ICH Harmonized Tripartite Guideline: Guideline on the Need for Carcinogenicity Studies if Pharmaceuticals, S1A

Status of Guidance: Step 4

Release Date: 29 November 1995

Link: http://www.ich.org/LOB/media/MEDIA489.pdf

Target Audience: Individuals/companies developing non-clinical safety evaluation plans for drug products expected for chronic use in humans.

Laws and Regulations Referenced: No laws or regulations are referenced in this guidance.

Summary: Carcinogenicity studies assess the potential for new drugs to induce tumors can and can be an important part of non clinical safety evaluations. The old rationale required carcinogenicity tests to be performed before drugs were administered to humans. However, this requirement no longer applies to all classes of drugs. Drugs intended for short term use, use in terminally ill or deep salvage patients, or those that do not induce systemic exposure may not need carcinogenicity studies performed. Data collected from in vivo and in vitro genotoxicity tests, repeat dose toxicity tests, and chronic toxicity tests can be used to evaluate the need for resource and time intensive carcinogenicity tests.

Rationale: Carcinogenicity studies assess the potential for new drugs to induce tumors can and can be an important part of non clinical safety evaluations. However, these studies are time consuming and resource intensive and may not be beneficial to the overall safety assessment if there is no prior concern for carcinogenetic effects.

Guidances for when a carcinogenicity study is needed for a new drug previously differed widely between Japan, the US, and Europe. The main point of contention was how long a drug was expected to be administered to patients. Other considerations for carcinogenicity studies include: other similar drugs that have previously demonstrated carcinogenic potential; molecular structure similar to those known to pose a carcinogenetic risk; pre-cancerous indications in repeat-dose toxicity studies; and long-term retention of the drug or metabolites in specific organs.

A standard battery of in vivo and in vitro genotoxicity tests can either indicate risk or limited risk for carcinogenetic potential. The life expectancy of the intended patient population should also be considered when deciding if long term carcinogenicity studies are needed. A lack of systemic exposure to dermal or ocularly adminsted drugs as established in other non clinical safety studies can also indicate that additional oral carcinogenicity studies are not needed.

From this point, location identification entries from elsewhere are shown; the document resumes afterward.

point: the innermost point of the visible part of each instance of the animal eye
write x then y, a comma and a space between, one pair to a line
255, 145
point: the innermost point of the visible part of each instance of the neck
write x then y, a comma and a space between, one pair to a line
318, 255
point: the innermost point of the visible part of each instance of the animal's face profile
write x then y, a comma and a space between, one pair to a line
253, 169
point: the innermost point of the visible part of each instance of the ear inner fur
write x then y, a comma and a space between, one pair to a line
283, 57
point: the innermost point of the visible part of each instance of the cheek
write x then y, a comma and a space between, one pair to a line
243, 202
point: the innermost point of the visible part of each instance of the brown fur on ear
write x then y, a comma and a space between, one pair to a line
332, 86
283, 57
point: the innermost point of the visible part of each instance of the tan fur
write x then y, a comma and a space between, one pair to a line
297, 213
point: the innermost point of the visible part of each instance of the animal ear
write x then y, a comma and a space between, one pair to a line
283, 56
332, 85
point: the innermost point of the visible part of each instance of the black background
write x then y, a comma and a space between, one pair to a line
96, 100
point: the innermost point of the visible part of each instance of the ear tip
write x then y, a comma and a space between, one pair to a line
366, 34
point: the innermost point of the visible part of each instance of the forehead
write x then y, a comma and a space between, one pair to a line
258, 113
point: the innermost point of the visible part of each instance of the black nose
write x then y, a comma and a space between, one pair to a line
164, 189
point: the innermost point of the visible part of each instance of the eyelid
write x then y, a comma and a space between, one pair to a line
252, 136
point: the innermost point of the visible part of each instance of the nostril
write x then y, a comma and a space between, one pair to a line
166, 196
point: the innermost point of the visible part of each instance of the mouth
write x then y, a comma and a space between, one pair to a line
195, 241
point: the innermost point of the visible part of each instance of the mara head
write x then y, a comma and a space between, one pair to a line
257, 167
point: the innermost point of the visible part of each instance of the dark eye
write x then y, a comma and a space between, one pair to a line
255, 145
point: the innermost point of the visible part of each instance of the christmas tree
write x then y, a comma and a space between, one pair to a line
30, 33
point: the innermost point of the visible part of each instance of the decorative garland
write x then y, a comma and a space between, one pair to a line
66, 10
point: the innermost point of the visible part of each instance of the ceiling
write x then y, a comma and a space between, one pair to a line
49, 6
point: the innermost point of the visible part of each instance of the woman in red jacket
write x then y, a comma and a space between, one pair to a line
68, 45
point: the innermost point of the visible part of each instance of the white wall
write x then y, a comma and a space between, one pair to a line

Resulting Recommendations: Drugs that are expected to be chronically administered for 6 or more months or administered intermittently for chronic conditions should include carcinogenicity studies in their safety assessment plan.

Drugs that have positive findings from in vivo and in vitro genotoxicity testing and are considered to be genotoxic do not require carcinogenicity studies. However, a 1 year chronic toxicity study should be performed if these drugs are intended for chronic use in humans.

Carcinogenicity studies are not needed if the life expectancy of the intended patient population is less than 3 years. If the drug is intended to treat life threatening diseases that currently do not have an effective treatment available, carcinogenicity studies do not need to be completed until after marketing approval. Carcinogenicity studies are generally not needed for dermal or ocularly adminsitered drugs, except if there is concern for photocarcinogenic risk.
Impact: These recommendations indicate that costly and time consuming carcinogenicity studies that were previously required before the drug could be administered to humans may not be needed for all new drugs. Companies and regulating agencies can use data from other required studies to make determinations about the risk of carcinogenecity and potentially reduce the number of animals used and reduce the time drugs can reach the intended population.